Blitz3D Forums/Blitz3D Programming/Whats so slow here? (Triangle fill routine)

bytecode77(Posted 2007) [#1]
hi!

i made a triangle fill routine here. i've seen so many fill routines which were so fast... why is mine so slow? is there any visible mistake?

i mean - i've seen this sample below running on 100 fps, and now it's only 20 fps. where is the giant speed leak?
i know, everything i'm programing is slow :(...

thank you for any help!

texture:



_33(Posted 2007) [#2]
Well, if you'd do a load texture, you could load it in VRAM instead.


bytecode77(Posted 2007) [#3]
vram?
this is a software rendered polygon.

without textures it looks like that



without textures, it is just high-end performance.
the only difference to textures, is that i have to interpolate UV coordinates AND XY coordinates...


_33(Posted 2007) [#4]
Well, I would use the VRAM to do these operations, simply because VRAM is usually about 10X faster than regular RAM.


bytecode77(Posted 2007) [#5]
what? vram? but i dont have a Graphics3D mode on! this is 2d. how would <you> use vram in this example?


big10p(Posted 2007) [#6]
The code doesn't even run, here. I get array out of bounds error in debug mode.
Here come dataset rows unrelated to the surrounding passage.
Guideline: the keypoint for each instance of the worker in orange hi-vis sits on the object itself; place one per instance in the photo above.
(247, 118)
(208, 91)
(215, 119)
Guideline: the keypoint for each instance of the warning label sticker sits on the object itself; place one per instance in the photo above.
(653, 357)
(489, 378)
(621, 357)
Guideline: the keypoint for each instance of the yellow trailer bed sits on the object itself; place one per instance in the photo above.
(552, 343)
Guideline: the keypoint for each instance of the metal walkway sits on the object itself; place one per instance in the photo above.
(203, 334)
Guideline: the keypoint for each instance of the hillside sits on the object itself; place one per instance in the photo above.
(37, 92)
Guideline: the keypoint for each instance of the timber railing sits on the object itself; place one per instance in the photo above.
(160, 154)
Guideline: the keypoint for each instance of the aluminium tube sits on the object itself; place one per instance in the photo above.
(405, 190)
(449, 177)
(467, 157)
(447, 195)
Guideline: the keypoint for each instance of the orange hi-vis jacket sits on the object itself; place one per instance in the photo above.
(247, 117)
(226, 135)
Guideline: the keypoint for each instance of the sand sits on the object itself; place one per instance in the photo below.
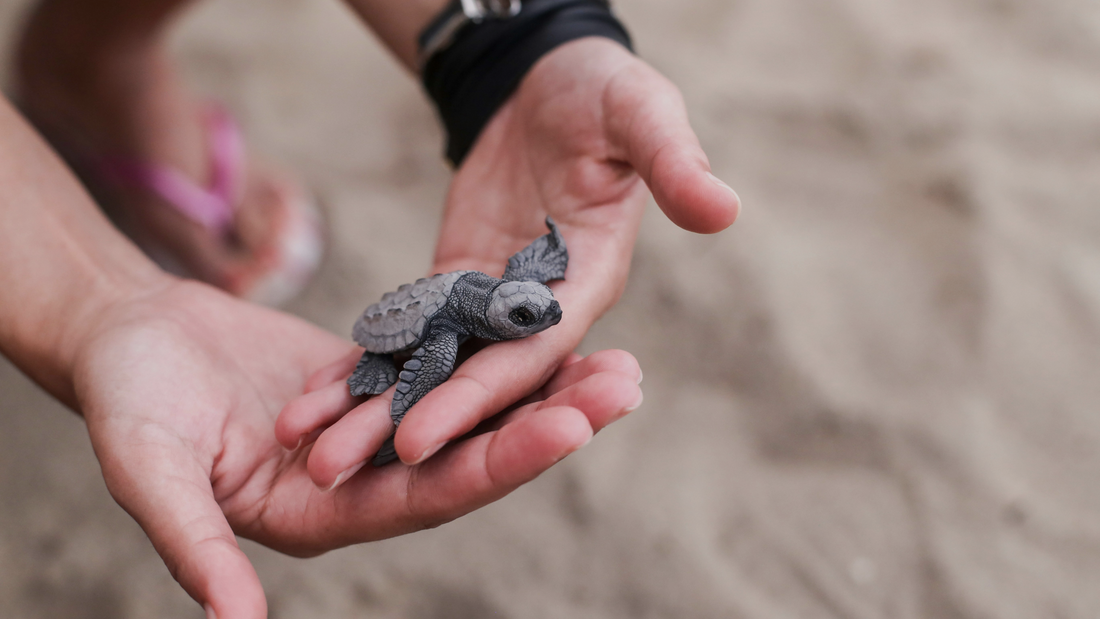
(876, 396)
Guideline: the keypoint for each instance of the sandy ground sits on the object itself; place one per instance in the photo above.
(877, 396)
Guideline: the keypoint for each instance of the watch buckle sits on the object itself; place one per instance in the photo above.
(477, 10)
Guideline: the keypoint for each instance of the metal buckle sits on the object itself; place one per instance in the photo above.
(477, 10)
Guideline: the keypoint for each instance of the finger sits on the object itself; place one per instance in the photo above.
(339, 369)
(344, 448)
(169, 495)
(647, 121)
(601, 361)
(604, 398)
(483, 386)
(468, 475)
(303, 417)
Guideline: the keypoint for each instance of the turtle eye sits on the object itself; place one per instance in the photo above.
(523, 317)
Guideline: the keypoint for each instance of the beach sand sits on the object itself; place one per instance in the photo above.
(877, 396)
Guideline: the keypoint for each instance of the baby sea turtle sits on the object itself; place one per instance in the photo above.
(433, 316)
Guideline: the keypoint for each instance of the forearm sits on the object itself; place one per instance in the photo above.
(398, 23)
(62, 264)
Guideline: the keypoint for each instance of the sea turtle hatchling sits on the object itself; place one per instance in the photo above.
(433, 316)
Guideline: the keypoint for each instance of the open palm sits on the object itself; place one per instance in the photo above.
(590, 126)
(182, 389)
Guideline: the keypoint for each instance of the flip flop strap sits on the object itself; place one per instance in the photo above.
(212, 206)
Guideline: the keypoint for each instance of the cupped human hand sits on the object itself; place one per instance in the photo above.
(589, 129)
(180, 390)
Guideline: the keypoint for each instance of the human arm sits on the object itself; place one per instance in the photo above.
(589, 130)
(179, 386)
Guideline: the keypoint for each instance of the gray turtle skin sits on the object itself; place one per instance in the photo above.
(433, 316)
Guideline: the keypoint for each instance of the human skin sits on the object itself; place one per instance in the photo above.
(589, 130)
(187, 444)
(179, 385)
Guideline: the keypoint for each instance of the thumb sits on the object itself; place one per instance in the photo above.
(169, 495)
(647, 122)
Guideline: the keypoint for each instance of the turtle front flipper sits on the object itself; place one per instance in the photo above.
(431, 365)
(546, 258)
(373, 375)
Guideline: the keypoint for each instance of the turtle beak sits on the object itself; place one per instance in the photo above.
(553, 314)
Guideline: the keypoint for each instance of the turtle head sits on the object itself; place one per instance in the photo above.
(518, 309)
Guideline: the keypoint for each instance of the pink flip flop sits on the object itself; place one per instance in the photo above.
(300, 246)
Also, I advise you specify the destination buffer with WritePixelFast, otherwise I don't think it'll work on my machine.


_33(Posted 2007) [#7]
Instead of using a Dim, work with a bank. Try avoiding to have code that looks like "reference (reference(reference))" in big loops. If possible take the reference and bring it to a simple reference% variable, such as the imagebuffer(img), etc. That alone should yeld some speed boost.
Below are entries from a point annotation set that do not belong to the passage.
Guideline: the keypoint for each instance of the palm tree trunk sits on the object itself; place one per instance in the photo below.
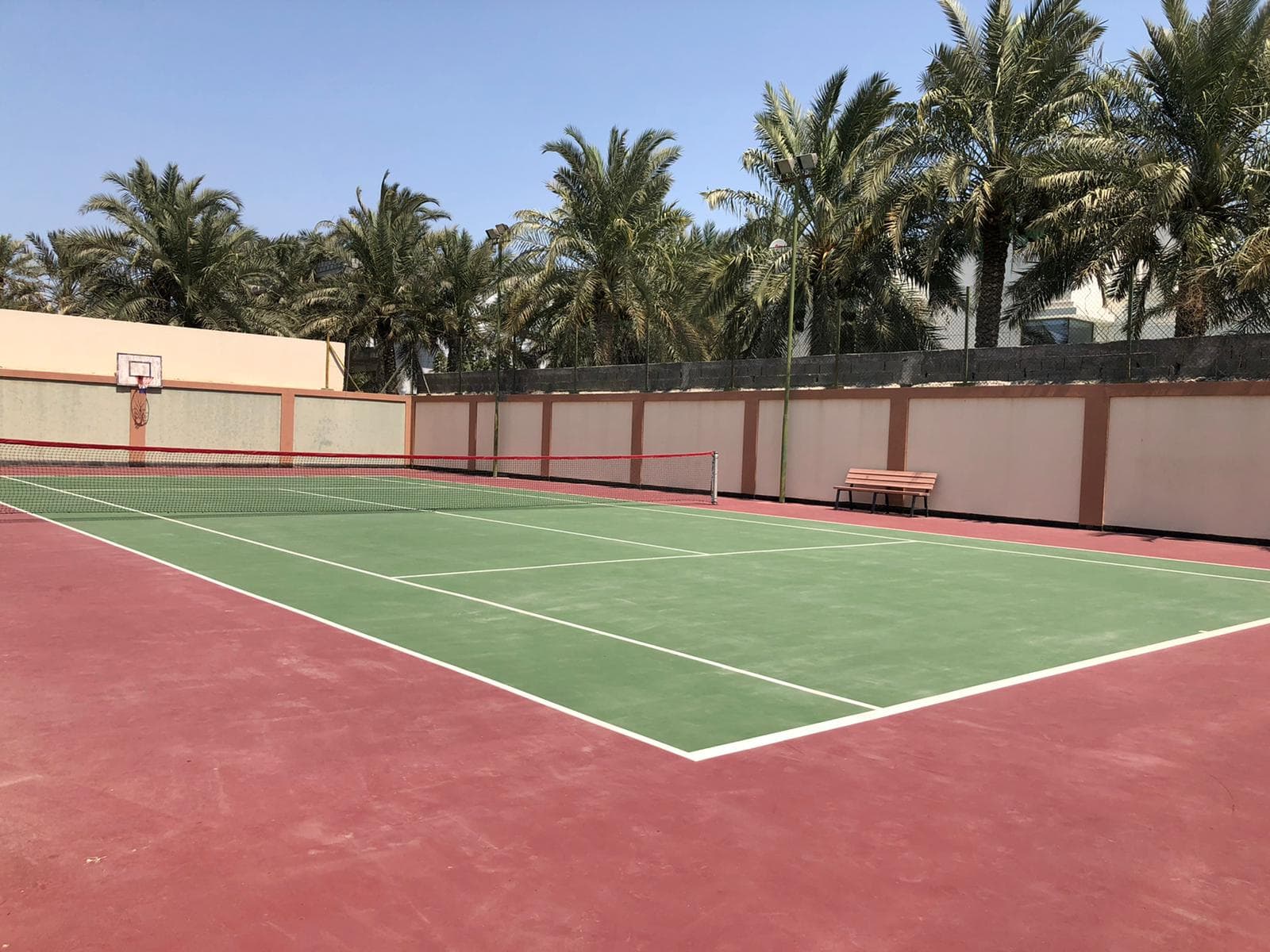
(992, 282)
(1191, 317)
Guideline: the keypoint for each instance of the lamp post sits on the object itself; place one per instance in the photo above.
(498, 235)
(793, 171)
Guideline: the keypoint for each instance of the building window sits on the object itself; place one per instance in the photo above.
(1057, 330)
This piece of code will take a nice chunk of CPU:
For x = p1x To p2x
	u = vgliIntp(x, p1x, p2x, p1u#, p2u#)
	v = vgliIntp(x, p1x, p2x, p1v#, p2v#)
	WritePixelFast x, y, Tex(u, v)
Next

If you use a bank, it will be faster, for your u v map. Use peek to get the u v, and poke to initiate it in the beginning. Access the position of the u v data using a displacement value, calculated with (v * 16 + u) * 4. multiply by 4, to get the float value, as it will be 4 bytes.

disp% = (v * 16 + u) * 4
texture_RGBA% = PeekInt (uv_table%, disp%)


or, in your case, a more fancy code:
disp% = (vgliIntp(x, p1x, p2x, p1v#, p2v#) * 16 + vgliIntp(x, p1x, p2x, p1u#, p2u#) )  * 4
texture_RGBA% = PeekInt (uv_table%, disp%)
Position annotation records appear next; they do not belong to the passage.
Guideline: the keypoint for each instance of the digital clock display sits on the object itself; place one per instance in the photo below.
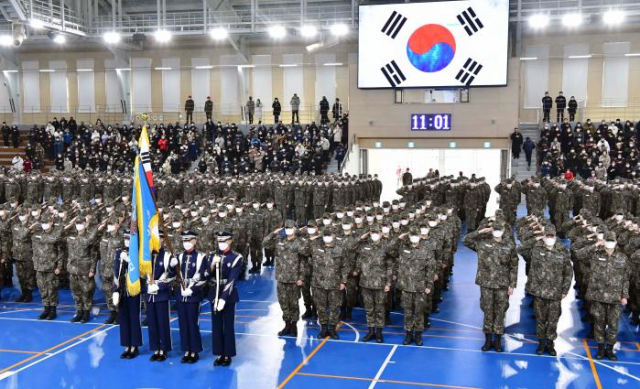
(431, 122)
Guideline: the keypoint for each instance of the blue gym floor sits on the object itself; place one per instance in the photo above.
(47, 354)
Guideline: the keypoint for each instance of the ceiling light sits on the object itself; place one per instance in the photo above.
(60, 39)
(277, 32)
(6, 40)
(339, 29)
(613, 17)
(111, 37)
(538, 21)
(219, 33)
(309, 31)
(36, 23)
(163, 36)
(572, 20)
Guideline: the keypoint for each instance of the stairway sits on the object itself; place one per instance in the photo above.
(519, 166)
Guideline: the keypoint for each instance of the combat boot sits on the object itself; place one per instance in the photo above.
(370, 335)
(308, 312)
(541, 347)
(487, 343)
(77, 317)
(44, 313)
(497, 344)
(52, 313)
(286, 330)
(551, 348)
(408, 338)
(610, 354)
(418, 338)
(600, 353)
(379, 335)
(112, 318)
(293, 329)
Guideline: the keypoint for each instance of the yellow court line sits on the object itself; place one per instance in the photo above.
(593, 365)
(51, 349)
(18, 351)
(384, 381)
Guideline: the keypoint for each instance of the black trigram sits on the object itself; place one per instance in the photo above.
(470, 21)
(469, 71)
(393, 73)
(394, 24)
Note, that multiplying by 16 is actually for jumping to the next line of your texture. if the texture is 32 pixels wide, then this value should be 32, or a variable containing the texture width.

Try to have a version of vgliIntp that returns an Int value. Avoid divisions, as it is slower than multiplications. It is preferable to multiply by 0.1 than to divide by 10 for gaining speed in calculating.

*** NOTE: And, while I'm thinking about your case, why not just peek at the imagebuffer?

Cheers.


bytecode77(Posted 2007) [#8]
hi!

thanks for the fast reply!
i replaced it using banks,but it ain't faster. it is as slow as before.
:(


_33(Posted 2007) [#9]
But, usually these, types of functions are preferably done in assembly language.


ShadowTurtle(Posted 2007) [#10]
I think you must make a DLL for this work, Devils Child. *kotz*
I known this since mine last slowdown on my project :/


bytecode77(Posted 2007) [#11]


thank you for your help, i used shr and shl instead of floats and replaced speed critical functions with their content.

thanks for help :)


_33(Posted 2007) [#12]
So, is it faster? ;P

EDIT: tested on my gear. You passed from 20-30 FPS to 85-130 FPS when fully extended. Good!

It's in my belief that a good / tight / efficient programming scheme on any language can supplant a poor inefficient programming scheme in Assembly / machine language.

Oh, and you could also do this, but it becomes quite unreadable, for a gain of about 8 fps (on my system)
	WritePixelFast x, y, PeekFloat(Tex, (((p1v + (x - p1x) * iv) Shr 16) * 16 + (p1u + (x - p1x) * iu) Shr 16) * 4)


Cheers.


DJWoodgate(Posted 2007) [#13]
I was playing around with the array based approach and trying to minimise work in the writepixel loop. Not really working properly yet as far as indexing goes, I have increased the array size to stop it throwing hissy fits in debug mode. It gives a few extra fps anyway.




bytecode77(Posted 2007) [#14]
hey nice speedup, thanks a lot :)


_33(Posted 2007) [#15]
Yep, his bumps the speed up by a solid 20% from the previous version (considering same coordinates).